Un agua con una mineralización baja tenderá a arrastrar mayor número de solubles del café, lo que provocará una sobreextración.

Un agua con una mineralización alta tenderá a extraer mayor porcentaje de cafeína (dependiendo siempre de qué minerales tenga) y podría dar un sabor en taza amargo.

Lo ideal, y siguiendo los parámetros SCA, es un agua con una mineralización media de entre 50 y 150 partículas por millón (algo que debería aparecer en la etiqueta), eso sí, a la hora de mirar el residuo seco a lo que tenemos que prestar atención es a la dureza temporal, compuesta por Bicarbonatos, Cloruro, Calcio, Magnesio y Sodio. En la suma de todos estos compuestos podremos determinar si el agua es más o menos óptima para el café.

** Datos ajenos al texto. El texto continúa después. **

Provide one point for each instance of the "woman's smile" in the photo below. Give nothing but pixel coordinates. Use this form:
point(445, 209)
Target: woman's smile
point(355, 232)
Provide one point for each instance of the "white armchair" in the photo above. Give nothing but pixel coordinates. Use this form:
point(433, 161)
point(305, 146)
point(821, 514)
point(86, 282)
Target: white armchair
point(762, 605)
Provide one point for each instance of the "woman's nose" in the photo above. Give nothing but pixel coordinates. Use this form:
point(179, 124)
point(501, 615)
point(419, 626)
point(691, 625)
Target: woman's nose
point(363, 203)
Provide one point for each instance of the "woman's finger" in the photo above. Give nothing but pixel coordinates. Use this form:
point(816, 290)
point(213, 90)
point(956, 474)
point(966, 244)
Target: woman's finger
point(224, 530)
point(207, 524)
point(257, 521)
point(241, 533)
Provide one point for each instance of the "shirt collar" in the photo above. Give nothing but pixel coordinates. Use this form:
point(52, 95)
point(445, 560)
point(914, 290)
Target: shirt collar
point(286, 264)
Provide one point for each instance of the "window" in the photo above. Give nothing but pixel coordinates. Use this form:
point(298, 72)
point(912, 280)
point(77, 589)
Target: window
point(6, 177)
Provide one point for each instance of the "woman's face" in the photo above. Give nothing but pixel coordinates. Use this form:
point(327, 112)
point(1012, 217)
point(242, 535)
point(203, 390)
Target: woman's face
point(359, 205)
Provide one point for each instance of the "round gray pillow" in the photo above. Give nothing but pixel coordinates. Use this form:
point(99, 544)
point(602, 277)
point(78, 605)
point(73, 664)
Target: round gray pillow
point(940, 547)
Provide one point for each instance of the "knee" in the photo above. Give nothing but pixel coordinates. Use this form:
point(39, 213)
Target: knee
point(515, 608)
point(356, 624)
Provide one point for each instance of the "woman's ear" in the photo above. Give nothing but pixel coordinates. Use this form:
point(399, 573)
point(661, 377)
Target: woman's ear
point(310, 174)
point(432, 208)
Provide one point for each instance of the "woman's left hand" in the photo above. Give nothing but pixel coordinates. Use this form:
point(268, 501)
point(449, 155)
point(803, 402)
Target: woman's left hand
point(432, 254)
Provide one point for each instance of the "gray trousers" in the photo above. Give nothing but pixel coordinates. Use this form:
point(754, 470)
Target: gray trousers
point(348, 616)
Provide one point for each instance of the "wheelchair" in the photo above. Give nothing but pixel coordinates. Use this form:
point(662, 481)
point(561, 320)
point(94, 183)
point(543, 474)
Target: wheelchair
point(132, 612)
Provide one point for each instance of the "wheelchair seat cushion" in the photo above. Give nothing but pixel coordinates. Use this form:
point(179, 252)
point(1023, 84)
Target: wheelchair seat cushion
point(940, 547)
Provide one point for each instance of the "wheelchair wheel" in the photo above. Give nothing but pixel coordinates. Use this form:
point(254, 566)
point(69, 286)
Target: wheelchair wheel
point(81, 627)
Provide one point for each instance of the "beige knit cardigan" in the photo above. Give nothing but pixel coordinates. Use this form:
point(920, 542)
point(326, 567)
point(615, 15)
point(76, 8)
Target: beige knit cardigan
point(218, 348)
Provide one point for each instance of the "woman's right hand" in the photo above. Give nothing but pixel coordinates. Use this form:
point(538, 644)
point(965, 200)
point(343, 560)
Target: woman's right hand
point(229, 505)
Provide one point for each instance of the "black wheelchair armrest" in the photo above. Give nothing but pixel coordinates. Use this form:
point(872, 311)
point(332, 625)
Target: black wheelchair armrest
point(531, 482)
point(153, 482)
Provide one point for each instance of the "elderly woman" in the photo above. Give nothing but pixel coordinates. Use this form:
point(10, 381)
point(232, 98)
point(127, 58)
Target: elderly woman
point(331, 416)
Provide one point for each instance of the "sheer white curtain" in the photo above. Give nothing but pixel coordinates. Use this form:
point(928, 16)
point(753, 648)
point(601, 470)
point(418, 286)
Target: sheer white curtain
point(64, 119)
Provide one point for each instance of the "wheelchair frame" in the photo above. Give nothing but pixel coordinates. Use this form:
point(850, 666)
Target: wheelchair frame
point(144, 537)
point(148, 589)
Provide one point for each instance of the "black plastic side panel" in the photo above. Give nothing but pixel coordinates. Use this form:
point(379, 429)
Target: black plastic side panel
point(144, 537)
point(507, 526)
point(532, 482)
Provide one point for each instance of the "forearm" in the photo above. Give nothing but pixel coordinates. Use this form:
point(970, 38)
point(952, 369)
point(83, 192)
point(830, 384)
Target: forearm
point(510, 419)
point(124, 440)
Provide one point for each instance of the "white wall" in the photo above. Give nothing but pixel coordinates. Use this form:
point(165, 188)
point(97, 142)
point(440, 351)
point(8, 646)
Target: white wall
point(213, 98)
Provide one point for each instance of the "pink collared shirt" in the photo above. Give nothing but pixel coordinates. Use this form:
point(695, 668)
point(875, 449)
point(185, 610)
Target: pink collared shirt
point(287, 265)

Dentro de estos parámetros, y para no hacerlo más complicado, un agua óptima para el café sería siempre la de Lanjarón.

Tipo de filtro

Aunque los más habituales son los filtros de papel, también es posible encontrar filtros metálicos en el mercado.

La diferencia entre uno y otro básicamente será la limpieza en taza. Un filtro metálico nos dará siempre más cuerpo (o falso cuerpo), aunque también dejará más sedimentos  de una textura arenosa  y poco agradable al paladar, razón por la que deberemos moler más grueso y, quizás, utilizar un bypass en la bebida.

Conclusión

Recordamos que con respecto a la Aeropress no hay normas escritas, y que posiblemente alterar un parámetro aleatorio puede dar un resultado inesperado y que vaya contra todo sentido común y lo descrito aquí arriba.

Por ello, para conocer con mejor precisión cómo interactúa cada uno, lo recomendable siempre es probarlo directamente en casa. Eso sí, modificando siempre un solo parámetro a la vez y observando cómo interactúan entre sí.